6. Submit one zip file containing a Jupyter notebook (and HTML printout) accompanied by a requirements.txt file and any number of python modules with helper functions. Include also your model’s predictions on the testset (e.g., as a tsv). Do not upload the saved model on Canvas! Provide a link to download the model instead (e.g. needs to be a public link) – make sure the link is available at the top of your notebook. Make sure you run the notebook and save the notebook with the output of all cells. Read more information about the requirements below.
D) Requirements for Jupyter Notebook:
The Python Notebook should be formatted in a way that will substitute a written report. As such, it should be crafted with care, highlight all important steps of the pipeline and, when necessary, include explaining text and notes about decisions. Your report must include:
- A (publically open) link to download the trained model. We recommend using google drive to share a zip containing the model. 』 Do not upload your model on Canvas!
- A printed summary of the statistics for both the training and test sets (see above). Make sure your evaluation (and confusion matrix) matches the numbers you have printed in these statistics (i.e. the total number of tokens must match).
- Explain and exemplify, providing 1 or 2 examples, how you chose to preprocess the input. Make sure your examples include both human-readable (i.e., using text) examples and machine-readable input (i.e., using sub-word ids). Use prints to show these examples (do not provide them as text/comments).
- A printed example showing an excerpt (1 or 2 sentences) of the data as it is fed into the model (e.g., similar to the output of the function tokenize_and_align_labels ()in the starter notebook). Make sure no gold labels are passed into the model as features other than label.
- Explain and exemplify, providing 1 or 2 examples, how you process the output of the model. Make sure that your system’s predictions match the tokenization required by the shared-task. Describe the heuristics you use to go from subword to token level predictions.
- A printed evaluation table using Scikit Learn’s evaluation report, including a labeled confusion matrix. You should also include a couple paragraphs discussing these results (similar to A1)

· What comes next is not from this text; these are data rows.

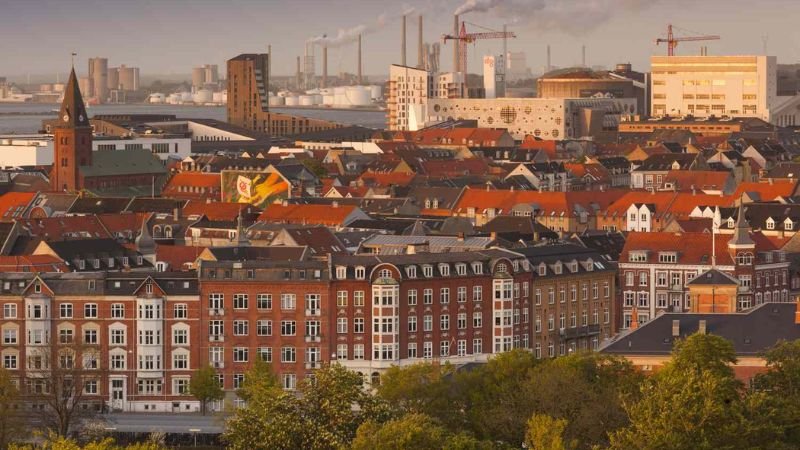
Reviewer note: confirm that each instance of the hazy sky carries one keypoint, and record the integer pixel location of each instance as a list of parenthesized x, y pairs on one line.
[(171, 36)]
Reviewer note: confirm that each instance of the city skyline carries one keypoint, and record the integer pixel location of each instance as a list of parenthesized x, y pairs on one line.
[(178, 39)]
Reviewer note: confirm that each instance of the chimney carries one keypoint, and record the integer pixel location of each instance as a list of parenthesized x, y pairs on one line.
[(421, 46), (403, 43), (455, 44), (797, 311), (359, 59)]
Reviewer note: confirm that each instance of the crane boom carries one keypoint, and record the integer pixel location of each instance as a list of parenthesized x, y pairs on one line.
[(672, 41), (465, 38)]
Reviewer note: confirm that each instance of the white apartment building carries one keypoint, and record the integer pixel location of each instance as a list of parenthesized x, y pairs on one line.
[(409, 88), (735, 86)]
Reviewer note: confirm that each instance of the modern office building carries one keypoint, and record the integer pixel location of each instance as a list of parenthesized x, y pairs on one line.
[(248, 104), (733, 86)]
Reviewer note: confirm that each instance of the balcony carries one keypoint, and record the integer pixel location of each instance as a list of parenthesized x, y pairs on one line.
[(585, 331)]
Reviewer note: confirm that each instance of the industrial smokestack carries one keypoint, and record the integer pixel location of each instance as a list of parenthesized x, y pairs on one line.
[(421, 45), (325, 66), (455, 43), (299, 75), (359, 59), (403, 44)]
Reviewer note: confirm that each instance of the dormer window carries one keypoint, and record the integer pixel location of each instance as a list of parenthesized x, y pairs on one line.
[(668, 257), (637, 257)]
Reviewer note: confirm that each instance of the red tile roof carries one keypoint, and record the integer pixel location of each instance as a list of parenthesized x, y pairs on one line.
[(307, 214), (12, 204)]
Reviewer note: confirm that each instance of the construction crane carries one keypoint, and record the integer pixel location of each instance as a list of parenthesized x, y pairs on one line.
[(672, 41), (465, 38)]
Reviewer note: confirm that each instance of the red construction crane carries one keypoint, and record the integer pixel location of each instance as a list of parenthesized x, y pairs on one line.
[(672, 41), (465, 38)]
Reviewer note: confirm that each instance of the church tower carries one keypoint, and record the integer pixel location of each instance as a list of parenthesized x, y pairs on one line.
[(72, 147)]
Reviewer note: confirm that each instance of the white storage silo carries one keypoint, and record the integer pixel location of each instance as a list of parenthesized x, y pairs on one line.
[(203, 96), (376, 91), (358, 96), (277, 101)]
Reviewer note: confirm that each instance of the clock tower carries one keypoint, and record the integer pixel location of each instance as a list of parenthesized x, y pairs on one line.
[(72, 146)]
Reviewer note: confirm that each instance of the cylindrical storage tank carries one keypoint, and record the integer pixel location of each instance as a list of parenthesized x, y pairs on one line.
[(375, 91), (203, 96), (306, 100), (277, 101), (358, 96)]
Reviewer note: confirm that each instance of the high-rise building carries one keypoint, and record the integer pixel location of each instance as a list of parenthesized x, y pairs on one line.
[(734, 86), (128, 78), (248, 101), (98, 72), (73, 140)]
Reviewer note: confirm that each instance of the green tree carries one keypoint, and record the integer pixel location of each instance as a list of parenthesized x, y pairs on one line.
[(10, 419), (413, 431), (204, 386), (324, 413), (546, 433), (695, 402)]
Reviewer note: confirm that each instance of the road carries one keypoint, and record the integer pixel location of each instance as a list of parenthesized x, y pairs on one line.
[(168, 423)]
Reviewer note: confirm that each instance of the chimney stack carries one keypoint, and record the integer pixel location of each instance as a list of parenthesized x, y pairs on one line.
[(403, 44), (421, 49), (455, 44), (325, 66), (359, 59)]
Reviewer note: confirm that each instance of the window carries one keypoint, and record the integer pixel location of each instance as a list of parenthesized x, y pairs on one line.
[(288, 301), (180, 311), (358, 298), (240, 301), (288, 354), (264, 301), (341, 299), (288, 328), (65, 310), (90, 311), (264, 327), (412, 297)]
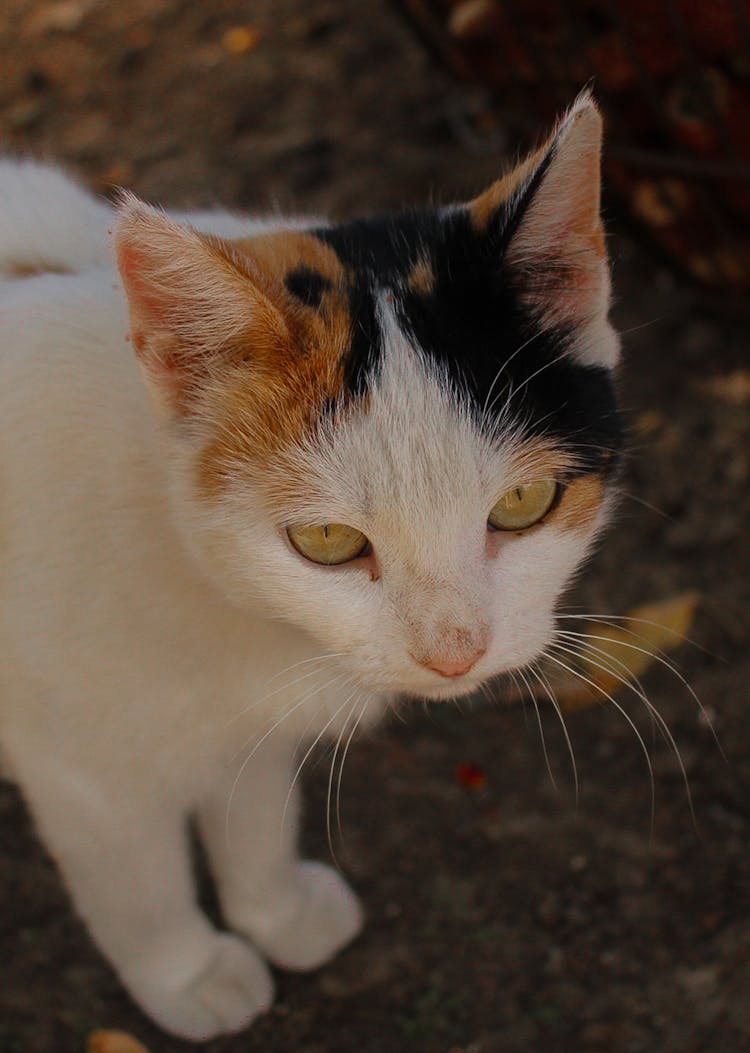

- A printed example showing that your function to perform SRL on standalone sentences is working.
Please note that you can and should delete cells in the starter notebook that are used for demonstration/tutorial purposes (i.e., not specifically for your experiment). The notebook should focus on your experiment.
E) Notes on Computation Power:
We know you might not have the computing power to fully train your model for multiple epochs on a local machine, but using a free service like https://colab.research.google.com/ should be sufficient to run at least one epoch (probably more). Focus on the quality of execution, and not necessarily the quality of the end product.
F) What to submit:
Each student submits one zip file using the predefined naming convention (e.g. A2-Student Name.zip).
Inside the zip you should include:
- A requirements.txt with the necessary installation requirements.
- A Python Notebook showcasing the full experiment. This should be submitted both as a notebook (.ipyn) and as an HTML (.html). Make sure you save the notebook (and the HTML) after running every cell – so the outputs are also saved. You should be able to confirm this by inspecting the HTML.
- Any number of helper python modules (if needed).
- The model’s predictions on the testset as a text file (e.g., as a tsv).
G) Grading:
The assignment will be graded on a Pass/Fail basis. And based on the following requirements:
- Produce a running Python Notebook, including all steps (corpus preprocessing,
processing the input for fine-tuning, training, post processing the output and evaluating the trained model) to train and evaluate a transformer-based model for SRL;
Note: make sure the code runs and does not depend on any files that are not included with your submission (including preprocessed datasets). The only files your code can (and should) depend on are the original Universal Propbank data.
- The Python notebook should be structured and documented with explanations about the code pipeline.